HESEIA: A community-based dataset for evaluating social biases in large language models, co-designed in real school settings in Latin America
Guido Ivetta (1, 2), Marcos J. Gomez (1, 2), Sof\'ia Martinelli (1), Pietro Palombini (1), M. Emilia Echeveste (1, 2), Nair Carolina Mazzeo (2), Beatriz Busaniche (2), Luciana Benotti (1, 2) ((1) Universidad Nacional de C\'ordoba, Argentina, (2) Fundaci\'on V\'ia Libre)

TL;DR
HESEIA is a participatory, community-created dataset of 46,499 sentences capturing intersectional social biases in Latin American educational contexts, designed to evaluate and improve large language models.
Contribution
This paper introduces HESEIA, a novel, community-based dataset co-designed with Latin American educators to assess social biases in language models, emphasizing local context and intersectionality.
Findings
HESEIA contains more stereotypes unrecognized by current LLMs than previous datasets.

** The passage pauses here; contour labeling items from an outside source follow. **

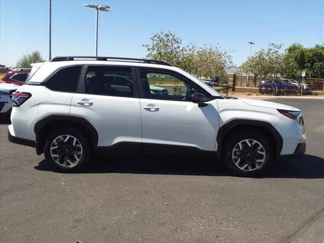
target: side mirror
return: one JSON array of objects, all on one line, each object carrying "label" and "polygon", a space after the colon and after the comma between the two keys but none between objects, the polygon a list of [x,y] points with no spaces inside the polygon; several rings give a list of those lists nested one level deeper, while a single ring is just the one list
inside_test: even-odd
[{"label": "side mirror", "polygon": [[191,101],[193,103],[198,103],[198,106],[199,107],[208,105],[207,104],[205,103],[207,99],[207,97],[205,95],[199,93],[195,93],[191,95]]}]

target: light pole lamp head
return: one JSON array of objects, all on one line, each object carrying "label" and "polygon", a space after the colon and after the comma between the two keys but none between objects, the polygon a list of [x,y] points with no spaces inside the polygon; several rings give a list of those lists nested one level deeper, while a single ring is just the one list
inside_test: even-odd
[{"label": "light pole lamp head", "polygon": [[85,4],[85,6],[88,7],[88,8],[94,8],[95,9],[97,8],[97,6],[96,5],[94,5],[93,4]]},{"label": "light pole lamp head", "polygon": [[108,9],[110,9],[110,7],[107,6],[106,5],[100,5],[98,6],[98,9],[104,12],[109,12],[109,10]]}]

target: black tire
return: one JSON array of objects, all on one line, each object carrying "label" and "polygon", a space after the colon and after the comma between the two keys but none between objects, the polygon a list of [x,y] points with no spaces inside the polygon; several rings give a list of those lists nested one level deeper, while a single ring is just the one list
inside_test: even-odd
[{"label": "black tire", "polygon": [[[60,155],[64,153],[65,153],[65,154],[62,155],[62,157],[60,157],[59,162],[56,161],[53,157],[55,154],[52,156],[51,152],[51,151],[53,151],[53,147],[55,147],[55,144],[53,143],[55,143],[54,140],[56,140],[56,139],[58,139],[58,137],[60,136],[62,136],[62,138],[66,139],[68,137],[66,135],[68,135],[70,137],[67,139],[66,142],[62,141],[61,143],[60,143],[58,146],[59,148],[54,149],[53,152],[53,154],[57,154],[56,155]],[[76,142],[77,144],[75,146],[73,145],[74,138],[77,141]],[[59,138],[58,139],[59,141],[58,141],[56,140],[56,142],[58,143],[60,143],[59,140],[63,140]],[[90,141],[90,140],[87,138],[81,131],[72,128],[60,128],[53,130],[47,137],[45,141],[44,145],[45,158],[48,162],[52,163],[61,171],[75,171],[79,170],[84,168],[91,159],[93,150]],[[63,143],[65,144],[62,145]],[[81,146],[80,148],[80,145]],[[52,149],[51,145],[52,146]],[[63,148],[63,146],[66,147]],[[64,152],[61,150],[64,150]],[[79,157],[77,157],[78,155],[72,155],[74,151],[76,153],[77,153]],[[68,153],[68,155],[67,154],[68,153],[68,151],[70,152]],[[81,152],[81,154],[79,154],[80,152]],[[74,158],[74,156],[76,156],[76,157]],[[56,159],[57,160],[58,159]],[[75,160],[75,163],[73,164],[74,160],[72,159]],[[70,164],[70,162],[72,164]]]},{"label": "black tire", "polygon": [[[244,141],[246,140],[248,140],[249,143],[252,145],[251,147]],[[254,145],[252,144],[253,141],[257,141]],[[241,145],[242,147],[240,150],[241,145],[238,144],[240,142],[241,142]],[[258,152],[256,148],[257,146],[260,148],[258,146],[259,144],[262,145],[262,148],[258,149]],[[235,150],[233,150],[234,148]],[[247,152],[244,149],[252,152]],[[262,152],[265,153],[264,155],[260,153]],[[238,158],[233,158],[233,156],[238,157]],[[267,137],[262,133],[250,130],[242,131],[232,134],[225,144],[223,153],[223,160],[225,166],[231,173],[239,176],[253,177],[264,174],[272,164],[272,157],[273,150]],[[237,163],[239,159],[239,161]],[[259,160],[259,159],[264,159],[264,160],[262,162],[255,162]],[[235,163],[237,163],[237,165],[235,165]],[[239,167],[242,168],[246,164],[248,165],[247,170],[240,169]],[[253,170],[250,170],[249,168]]]}]

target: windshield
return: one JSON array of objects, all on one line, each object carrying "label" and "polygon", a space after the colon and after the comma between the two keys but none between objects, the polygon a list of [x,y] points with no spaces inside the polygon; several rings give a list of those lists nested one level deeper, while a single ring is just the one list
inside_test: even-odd
[{"label": "windshield", "polygon": [[201,81],[199,78],[197,78],[194,76],[190,74],[190,73],[189,73],[188,72],[186,72],[185,71],[182,70],[182,71],[185,72],[186,74],[187,74],[188,76],[189,76],[190,77],[191,77],[192,79],[194,79],[196,81],[199,81],[198,84],[200,84],[199,85],[200,85],[205,90],[208,90],[210,91],[210,93],[211,93],[213,96],[220,96],[221,97],[223,97],[223,98],[225,98],[225,97],[223,95],[221,95],[217,91],[215,90],[214,89],[213,89],[212,87],[209,86],[208,85],[205,84],[205,82]]}]

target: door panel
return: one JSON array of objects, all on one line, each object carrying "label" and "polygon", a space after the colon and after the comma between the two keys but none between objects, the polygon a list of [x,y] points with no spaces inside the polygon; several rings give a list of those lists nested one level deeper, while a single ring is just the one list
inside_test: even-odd
[{"label": "door panel", "polygon": [[[214,151],[219,126],[216,102],[214,100],[198,107],[191,102],[141,99],[144,151],[146,143]],[[150,106],[158,108],[145,108]]]},{"label": "door panel", "polygon": [[71,116],[87,119],[98,133],[98,146],[141,143],[140,100],[134,71],[128,66],[84,67]]},{"label": "door panel", "polygon": [[141,142],[139,105],[137,98],[75,94],[70,113],[95,127],[98,146],[108,146],[120,142]]}]

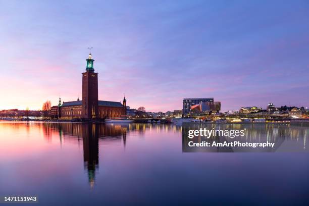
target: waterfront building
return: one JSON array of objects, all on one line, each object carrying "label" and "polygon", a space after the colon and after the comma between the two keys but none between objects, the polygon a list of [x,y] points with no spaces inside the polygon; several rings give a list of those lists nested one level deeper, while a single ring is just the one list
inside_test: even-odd
[{"label": "waterfront building", "polygon": [[191,112],[191,107],[200,102],[214,102],[214,98],[188,98],[182,100],[182,112],[184,116],[189,116]]},{"label": "waterfront building", "polygon": [[267,106],[267,107],[266,108],[266,110],[267,110],[267,112],[270,113],[273,113],[278,110],[278,109],[275,107],[274,104],[271,102],[269,102],[269,104]]},{"label": "waterfront building", "polygon": [[193,115],[211,115],[219,113],[221,109],[220,101],[201,102],[191,107],[191,113]]},{"label": "waterfront building", "polygon": [[260,112],[262,110],[262,108],[258,107],[242,107],[239,110],[239,113],[241,114],[246,114],[250,113],[254,113]]},{"label": "waterfront building", "polygon": [[290,116],[293,116],[297,118],[301,118],[302,116],[302,112],[301,110],[296,107],[292,107],[289,112]]},{"label": "waterfront building", "polygon": [[174,117],[182,117],[182,110],[174,110]]},{"label": "waterfront building", "polygon": [[[63,102],[52,107],[52,118],[61,120],[91,120],[119,117],[126,115],[126,99],[118,101],[99,100],[98,98],[98,74],[94,72],[93,62],[89,53],[86,70],[82,73],[82,99]],[[58,109],[58,117],[57,111]]]}]

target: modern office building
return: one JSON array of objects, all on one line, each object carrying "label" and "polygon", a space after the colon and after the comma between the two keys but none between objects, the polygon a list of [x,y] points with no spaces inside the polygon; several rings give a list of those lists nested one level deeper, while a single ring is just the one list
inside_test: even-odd
[{"label": "modern office building", "polygon": [[262,110],[262,108],[258,107],[242,107],[239,110],[239,113],[242,114],[255,113],[257,112],[261,112]]},{"label": "modern office building", "polygon": [[191,112],[191,107],[200,102],[213,102],[214,98],[188,98],[182,100],[182,113],[184,116],[188,116]]},{"label": "modern office building", "polygon": [[196,115],[211,115],[218,113],[221,109],[220,101],[200,102],[191,107],[191,112]]}]

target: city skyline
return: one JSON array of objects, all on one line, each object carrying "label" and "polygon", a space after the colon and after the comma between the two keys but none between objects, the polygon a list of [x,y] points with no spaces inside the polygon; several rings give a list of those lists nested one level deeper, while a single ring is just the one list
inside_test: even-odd
[{"label": "city skyline", "polygon": [[222,111],[309,107],[304,1],[86,2],[1,3],[0,110],[81,98],[89,46],[99,99],[125,93],[132,108],[174,111],[197,97]]}]

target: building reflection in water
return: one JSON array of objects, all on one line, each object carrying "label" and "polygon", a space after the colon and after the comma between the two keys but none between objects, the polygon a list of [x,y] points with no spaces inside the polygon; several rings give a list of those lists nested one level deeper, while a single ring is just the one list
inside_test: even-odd
[{"label": "building reflection in water", "polygon": [[[44,134],[48,142],[52,140],[53,135],[59,136],[61,145],[64,141],[82,141],[84,164],[88,173],[90,186],[95,183],[95,174],[99,167],[99,141],[106,140],[122,140],[125,147],[128,141],[127,135],[134,132],[139,138],[145,138],[147,133],[160,133],[168,135],[169,133],[184,133],[190,129],[200,128],[216,129],[244,129],[245,135],[242,140],[251,142],[269,141],[276,142],[279,145],[283,141],[297,142],[301,145],[302,149],[308,150],[307,141],[309,136],[309,124],[194,124],[189,127],[182,127],[177,124],[82,124],[70,122],[33,123]],[[16,124],[18,127],[19,124]],[[31,126],[31,125],[30,125]],[[29,126],[29,125],[28,125]],[[31,127],[28,127],[31,130]],[[180,136],[181,135],[180,135]],[[181,141],[179,139],[179,141]],[[81,144],[81,142],[80,142]]]},{"label": "building reflection in water", "polygon": [[84,166],[88,172],[91,187],[94,185],[95,171],[98,168],[98,127],[95,124],[81,125]]}]

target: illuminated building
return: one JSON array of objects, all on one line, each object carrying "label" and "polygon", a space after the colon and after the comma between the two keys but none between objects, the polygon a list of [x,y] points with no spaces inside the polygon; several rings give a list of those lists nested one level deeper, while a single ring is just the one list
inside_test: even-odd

The dataset reflects diverse demographic and educational contexts.
Participatory creation enhances relevance and cultural specificity.
Abstract
Most resources for evaluating social biases in Large Language Models are developed without co-design from the communities affected by these biases, and rarely involve participatory approaches. We introduce HESEIA, a dataset of 46,499 sentences created in a professional development course. The course involved 370 high-school teachers and 5,370 students from 189 Latin-American schools. Unlike existing benchmarks, HESEIA captures intersectional biases across multiple demographic axes and school subjects. It reflects local contexts through the lived experience and pedagogical expertise of educators. Teachers used minimal pairs to create sentences that express stereotypes relevant to their school subjects and communities. We show the dataset diversity in term of demographic axes represented and also in terms of the knowledge areas included. We demonstrate that the dataset contains more…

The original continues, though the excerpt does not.